The salmon ladder first appeared as a competition obstacle on SASUKE, the Japanese obstacle course show that inspired American Ninja Warrior. It debuted in SASUKE 18, where it immediately proved brutal. Several elite competitors failed it on their first attempts, including Takeda Toshihiro, who had not failed the second stage of the course in over a dozen competitions. He made it to the sixth set of rungs, tried three times to clear the seventh, and lost his grip.

As competitors adapted, the obstacle evolved. The basic upward salmon ladder eventually became too predictable for top athletes. American Ninja Warrior introduced the Double Salmon Ladder during its fourth through seventh seasons, which required competitors to climb one ladder, launch across a gap with the bar, and climb a second. When that became manageable, producers replaced it with the Down-Up Salmon Ladder, where competitors descended one wall, launched across a gap, and climbed the other side. That too was eventually swapped for the Criss Cross Salmon Ladder, requiring two gap launches during a single run. A skills challenge version once featured 35 rungs, which organizers noted was about as high as they could safely go.
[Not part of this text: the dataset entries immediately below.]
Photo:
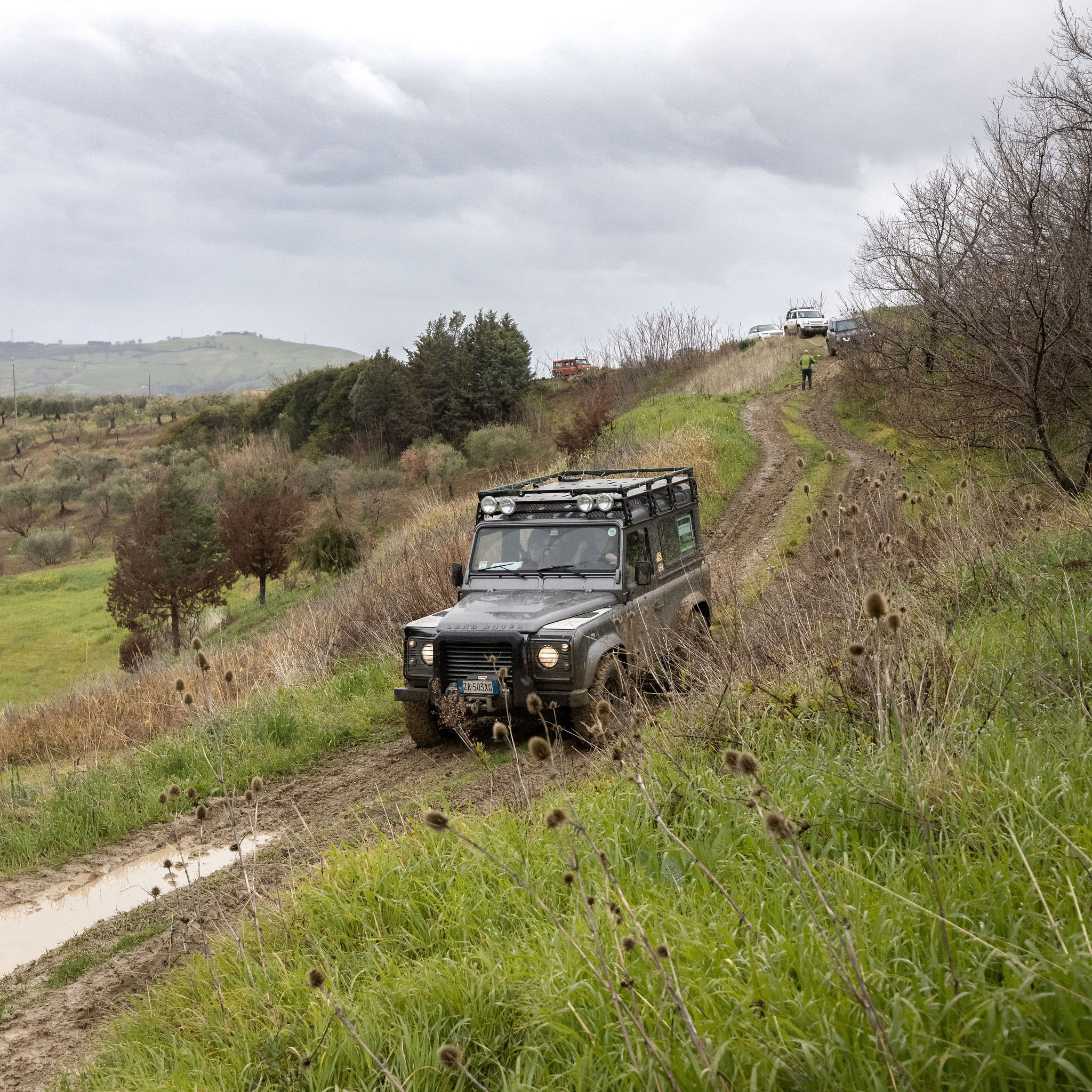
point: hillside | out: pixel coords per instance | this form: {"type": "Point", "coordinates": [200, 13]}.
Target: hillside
{"type": "Point", "coordinates": [178, 366]}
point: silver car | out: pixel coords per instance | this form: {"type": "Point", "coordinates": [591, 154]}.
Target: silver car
{"type": "Point", "coordinates": [765, 330]}
{"type": "Point", "coordinates": [805, 323]}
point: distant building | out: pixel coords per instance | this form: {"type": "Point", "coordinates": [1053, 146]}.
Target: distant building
{"type": "Point", "coordinates": [569, 367]}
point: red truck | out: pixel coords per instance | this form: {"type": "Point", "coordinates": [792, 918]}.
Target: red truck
{"type": "Point", "coordinates": [569, 367]}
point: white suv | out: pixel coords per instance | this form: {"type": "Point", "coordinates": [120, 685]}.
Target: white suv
{"type": "Point", "coordinates": [805, 323]}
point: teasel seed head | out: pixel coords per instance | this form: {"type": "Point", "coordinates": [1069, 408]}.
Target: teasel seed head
{"type": "Point", "coordinates": [777, 826]}
{"type": "Point", "coordinates": [450, 1056]}
{"type": "Point", "coordinates": [540, 748]}
{"type": "Point", "coordinates": [876, 605]}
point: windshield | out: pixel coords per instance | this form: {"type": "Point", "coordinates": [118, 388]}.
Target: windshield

The obstacle’s visual appeal and full-body challenge made it one of the most recognizable elements of ninja-style competition. That TV exposure drove it into obstacle course gyms, CrossFit boxes, and backyard builds around the world. Today, being able to complete a standard salmon ladder is considered a baseline skill for competitive ninja athletes rather than the elite challenge it once was.

Why the Name Stuck

Plenty of exercises are named after the movements they resemble: butterfly strokes, frog jumps, bear crawls. The salmon ladder fits this pattern perfectly. The explosive, stepwise ascent of a person popping a bar from rung to rung looks almost identical to a salmon fighting its way up a fish ladder, one powerful leap at a time. The name is intuitive enough that most people understand the connection the first time they see the movement performed, which is probably why no one has ever tried to rename it.